Spent flights to the Canary Islands working on models and model selection for a summer school here, sponsored by the Gaia community. I fit a bunch of models to some radial velocity data supplied by Suzanne Aigrain (Oxford), but then the good models beat the bad models by so many orders of magnitude, model selection is trivial. Debating what examples to use in the coding sessions. For now all I need to do is prepare a few hours of lecture and discussion material.


image differencing for lensing

I took another break from vacation to meet up with Marshall and Lang in Princeton, where Marshall is visiting. We wrote (or re-wrote) an image differencing code that finds the best mutual convolution kernel by least-square fitting in a very general (free) basis. It works well, but is not super-fast. Hey reader: What are the best test cases for this? And how do we know if we have beaten or matched the industry standard?


dark-matter annihilation

[No posts for a while because after that proposal submission I took a short research vacation. That didn't completely stop me from doing research, of course:]

I read carefully and sent comments to Dmitry Malyshev on his paper on dark-matter annihilation. He does get a signal, but he calls it an upper limit to be conservative. The signal has an interesting amplitude; is it the dark matter? Probably not!


transient literature

I reviewed the literature on transient surveys and projects today. I learned that PTF, CRTS, and Palomar-QUEST (all projects at or near or involving Caltech, I note) all have a very simple design: Find epochs that are significantly out-of-line, follow up, and classify with follow-up observations. It is shoot first, ask questions later, almost literally. This is good because (a) you get the low-hanging fruit very fast, and e (b) you aren't model-dependent in your selection. It means, however, that there are necessarily many un-mined and un-discovered events in their data streams, because model-fitting and model-selection methods (when the models are reasonable) are always more sensitive.
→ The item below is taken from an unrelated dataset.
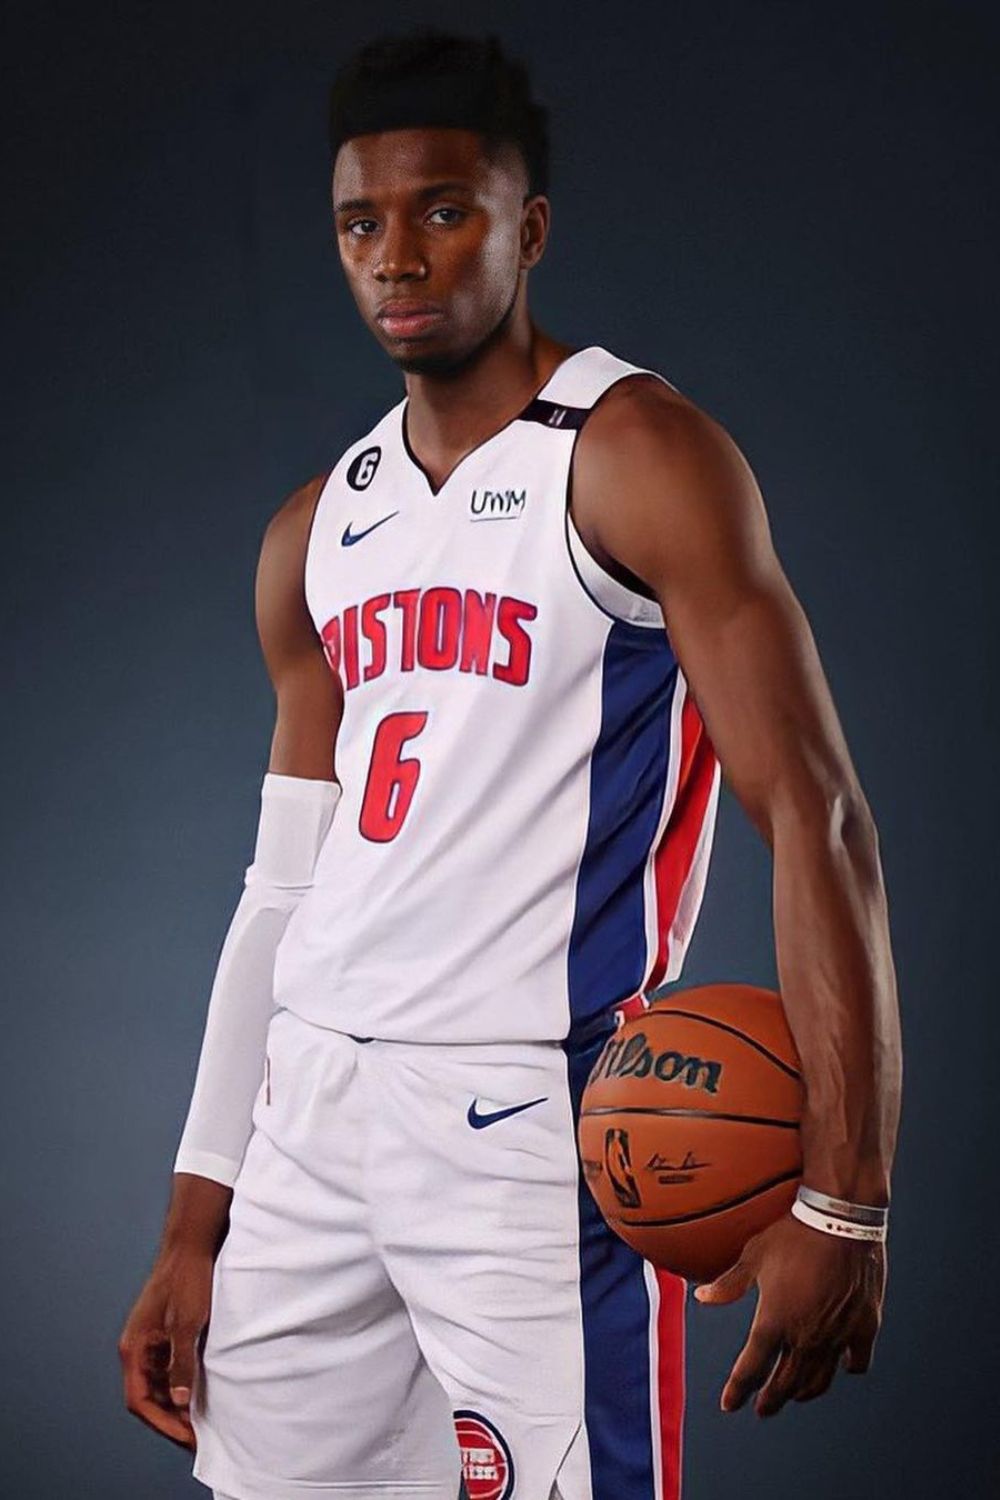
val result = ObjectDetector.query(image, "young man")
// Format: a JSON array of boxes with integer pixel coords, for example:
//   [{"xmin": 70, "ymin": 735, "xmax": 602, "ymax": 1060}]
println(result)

It also means that Kepler is in many ways more analogous to the projects we are proposing with GALEX.


proposal summary

Schiminovich had the good idea that we summarize our proposal in a table. I did that today, and it helped to be sure. More work is needed!


eclipse shapes

I played hooky from my proposal-writing to write a short piece of code that makes a first-order model of a stellar eclipse, to perform more precise fitting for the white dwarf transits we have found. I have yet to plug the model into our data analysis.


priors on fluxes and redshifts

Fadely came in for the day; we discussed how to put objective priors on fluxes and redshifts for galaxies in our hierarchical star–galaxy separation project. In the end we decided to make the prior separable for now. We know this to be wrong, but we want to see if it becomes a dominant problem. in my view, all models are wrong; the only question is whether they are wrong in ways that make your conclusions unreliable! Fortunately, this is an empirical question; we shall see.


what is an image?

Lang and I spent the morning on the early pages of our paper on how to detect a source in multi-epoch imaging. As I have mentioned before, this turns out to be a non-trivial question if you take it very seriously. In order to clarify our answer to the question, we decided to be very specific about our model of an image, starting at the intensity field impinging on the telescope. This is clarifying, to the point that we understood the problem better at the end of our discussions.
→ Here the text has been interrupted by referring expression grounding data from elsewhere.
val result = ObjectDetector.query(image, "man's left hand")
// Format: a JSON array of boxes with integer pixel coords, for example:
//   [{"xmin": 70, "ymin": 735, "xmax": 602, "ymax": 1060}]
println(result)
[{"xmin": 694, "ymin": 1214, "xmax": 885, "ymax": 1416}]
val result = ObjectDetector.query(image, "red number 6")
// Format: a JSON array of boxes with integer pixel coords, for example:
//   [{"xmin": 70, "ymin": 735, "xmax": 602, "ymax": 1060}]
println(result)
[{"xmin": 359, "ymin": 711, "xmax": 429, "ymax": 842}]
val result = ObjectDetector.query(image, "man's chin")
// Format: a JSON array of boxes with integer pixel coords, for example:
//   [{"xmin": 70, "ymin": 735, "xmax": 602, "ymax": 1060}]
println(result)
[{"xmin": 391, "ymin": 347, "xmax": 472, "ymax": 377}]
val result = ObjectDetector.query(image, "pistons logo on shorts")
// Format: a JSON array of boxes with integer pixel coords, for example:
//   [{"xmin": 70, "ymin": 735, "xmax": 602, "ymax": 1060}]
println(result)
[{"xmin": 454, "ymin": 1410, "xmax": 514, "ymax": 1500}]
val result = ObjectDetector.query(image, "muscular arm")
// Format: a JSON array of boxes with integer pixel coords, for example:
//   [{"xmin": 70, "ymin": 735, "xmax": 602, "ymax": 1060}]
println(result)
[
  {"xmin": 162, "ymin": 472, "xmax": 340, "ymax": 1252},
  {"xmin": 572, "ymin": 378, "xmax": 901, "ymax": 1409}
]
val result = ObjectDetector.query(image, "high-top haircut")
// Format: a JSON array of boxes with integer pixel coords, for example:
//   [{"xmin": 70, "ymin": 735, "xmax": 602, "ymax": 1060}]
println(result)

I am still a bit confused about the different questions you can be asking: Do you want to know if there is a source in the image, or do you want to know the flux of the source given a proposed position, or do you want to know the position of the source given a proposed flux (or flux limit)? These are all different questions with different answers. Really in most cases that people are detecting sources they want to know Is there a source near this position that I ought to include in my catalog? This question has never been properly answered, to my knowledge, in part because it is ill-posed: If you think that flux and position information is always probabilistic (as I do), then there is no fact of the matter about whether any particular source meets catalog requirements (and I am leaving aside whatever is meant by the word ought).


nothing, really

I would like to say I worked on proposal text today, but I didn't. I did nothing of value (at least according to The Rules)!
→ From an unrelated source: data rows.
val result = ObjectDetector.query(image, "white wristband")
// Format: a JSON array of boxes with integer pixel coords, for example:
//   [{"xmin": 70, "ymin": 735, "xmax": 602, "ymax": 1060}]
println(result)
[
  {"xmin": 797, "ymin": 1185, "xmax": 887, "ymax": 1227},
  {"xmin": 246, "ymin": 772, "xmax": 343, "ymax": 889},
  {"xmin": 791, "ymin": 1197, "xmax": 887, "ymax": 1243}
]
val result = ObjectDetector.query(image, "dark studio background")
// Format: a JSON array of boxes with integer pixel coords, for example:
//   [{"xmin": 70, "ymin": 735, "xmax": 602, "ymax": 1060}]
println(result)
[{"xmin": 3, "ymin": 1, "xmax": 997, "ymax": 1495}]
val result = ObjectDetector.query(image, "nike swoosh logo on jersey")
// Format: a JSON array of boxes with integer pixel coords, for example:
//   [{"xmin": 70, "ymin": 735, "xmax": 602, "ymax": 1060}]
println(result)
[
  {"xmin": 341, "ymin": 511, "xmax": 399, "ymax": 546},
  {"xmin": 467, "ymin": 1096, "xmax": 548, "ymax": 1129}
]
I got a bit of proposal writing done today, but mainly during a single uptown subway journey.


photon statistics

I spent my research time today working out things about photon statistics relevant to Schiminovich and my proposal. Yes, as I expected, unbinned photons are more constraining than—or in special cases equally constraining as—binned photons for comparing hypotheses. That is, as Rix says, binning is sinning.


star formation, CMB at high ells

Guangtun Zhu (NYU) successfully defended his PhD today. He did much of the spectral extraction and analysis for the enormous PRIMUS survey, which has more than 105 good redshifts but was done in 39 nights of Magellan time with a small team. He also can show clearly that about 15 percent of the galaxies on the red sequence in fact have active star formation, and many other things. It was a pleasure, and congratulations Dr Zhu!

In the afternoon, Lyman Page (Princeton) talked about the current and future of CMB experiments. He talked quite a bit about the promise for secondary anisotropies and the gravitational wave background, but the thing that blew me away was the ACT and SPT data he showed: There are clearly 5 peaks in the spherical fourier transform and two more if you squint. It is absolutely incredible. At very high ells they are dominated by dusty galaxies (and their systematics are non-trivial), which also is extremely interesting for the future of galaxy astrophysics.


anti-protons, stellar halos, Dr Zolotov

In the morning Grant Christopher (NYU) successfully defended his PhD on TeV cosmic rays from Milagro. By cleverly using the Moon's shadow, he can take a spectrum of the cosmic rays, and measure the relative contributions of different species. By this method he has the world's best limit on the anti-proton flux at TeV energies. Lots more can be done; it is a beautiful technique, using the Moon as a kind of inverse pinhole camera!

In the afternoon Adi Zolotov defended her PhD, on the stellar halos of galaxies in realistic simulations. She shows that stellar halos generically have multiple chemically distinct populations, and some of the stars in the halo were born in the host galaxy and then flung out. She also generally finds that there is radial mixing (as there is in the disk) in the halo. At the same time, she makes robust testable predictions, even though she has to live with pragmatic and therefore uncertain simulations: She finds the aspects of the simulations that are most reliable. It is a great piece of work, and although I am her advisor on paper, Willman is her real advisor; it was also a pleasure to have her here for the defense.

With all these thesis defenses, including those of my two great students Bovy and Zolotov, it has been a great week. Have I mentioned recently that I love my job?



Wrote proposal text with Schiminovich at our undisclosed location, secured against bad coffee.


Dr Bovy

It is with great pleasure that I announce the membership of Jo Bovy in the community of scholars! He gave a nice summary of his dissertation—trimmed to the one-third of his remarkable publication list that was about dynamics in the Galaxy—and spoke about the future, which looks pretty interesting. He showed his remarkable results on the Milky Way disk velocity-space substructure, and he showed that we will learn a lot about the dynamics of the Milky Way disk from the APOGEE survey, even in the first few nights!


money, pulsars, and iron

In the morning, Schiminovich and I worked on a grant proposal in an undisclosed location. Hint: They have great coffee and great burgers. Over lunch, Andrei Gruzinov (NYU) regaled us with his strong-field electrodynamics, which is a finite-dissipation version, more or less, of force-free electrodynamics. In the afternoon, Jeff Allen (NYU) successfully defended his PhD dissertation about the composition (among other things) of ultra-high energy cosmic rays; by multiple methods with different systematics he finds 60/40 iron/protons, which is maximally confusing, at least to me!